Published online by Cambridge University Press: 05 January 2013
Like no other Italian city, Rome symbolized the Fascist experience. The past was evoked by a huge monument with the inscription “Mussolini Dux” near the sports center Foro Italico, and by a series of architectural reminders in the form of bombastic buildings, large avenues, and spacious squares, which formed an ideal background for military parades and mass meetings. Even the Italo-Ethiopian War of 1935-6 left its footprint in the old capital of the Impero dell'Africa Italiana. One of the famous Axumite monoliths, which dates from the fourth century, still stands next to the ruins of the Baths of Caracalla, although the Italian government has now promised to return it to Ethiopia as soon as possible. The obelisk was transported to Rome as a war trophy in 1937. Rome's northeastern districts also display reminders of colonial times. “Viale Eritrea,” “viale Etiopia,” “viale Somalia,” “via Adua,” “via Dessiè,” “via Tembien,” “via Endertà,” and “Piazza Addis Abeba” all refer to geographical locations in eastern Africa, which were sites of major battles in the Italo-Ethiopian War.

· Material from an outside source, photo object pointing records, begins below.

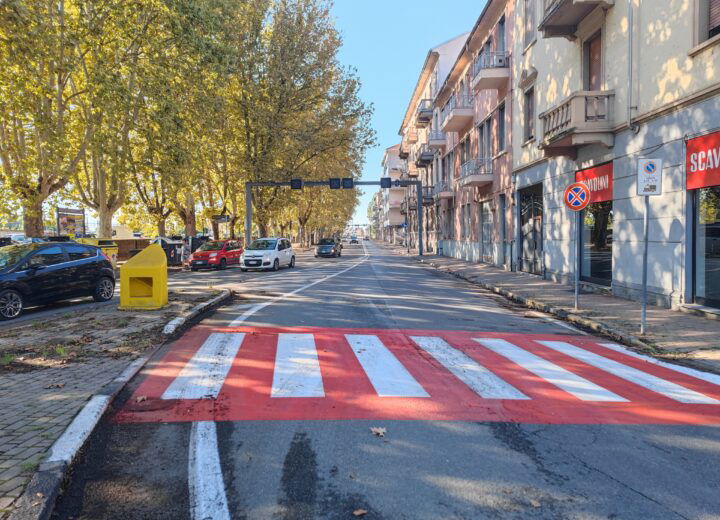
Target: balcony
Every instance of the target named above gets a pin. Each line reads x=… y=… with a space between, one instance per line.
x=491 y=70
x=476 y=172
x=443 y=190
x=424 y=113
x=424 y=156
x=586 y=117
x=458 y=113
x=437 y=140
x=562 y=17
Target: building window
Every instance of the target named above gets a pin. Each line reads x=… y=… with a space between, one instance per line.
x=529 y=22
x=529 y=128
x=501 y=128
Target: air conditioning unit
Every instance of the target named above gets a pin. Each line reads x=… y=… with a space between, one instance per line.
x=498 y=61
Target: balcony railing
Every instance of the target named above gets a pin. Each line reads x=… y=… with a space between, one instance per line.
x=424 y=112
x=562 y=17
x=585 y=117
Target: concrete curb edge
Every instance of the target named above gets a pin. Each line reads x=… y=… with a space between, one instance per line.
x=38 y=500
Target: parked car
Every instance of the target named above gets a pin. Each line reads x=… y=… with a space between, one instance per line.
x=215 y=254
x=40 y=273
x=268 y=253
x=328 y=247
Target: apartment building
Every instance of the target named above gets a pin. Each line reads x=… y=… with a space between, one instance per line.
x=597 y=85
x=423 y=142
x=392 y=222
x=474 y=111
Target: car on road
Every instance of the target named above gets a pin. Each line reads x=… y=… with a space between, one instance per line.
x=328 y=247
x=44 y=272
x=215 y=254
x=268 y=253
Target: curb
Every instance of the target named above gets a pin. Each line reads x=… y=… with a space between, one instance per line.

Even though the signs of the colonial past are still manifest, historians and the general public have until recently suppressed memories of the Italo- Ethiopian War. In contrast to the interwar commentary, Italian historiography has since 1945 been reticent about the Italian colonial experience and the colonial wars on the African continent, even though these conflicts had exercised a formative influence on the young nation-state for seventy-five years. The subject was long regarded as unworthy of mention.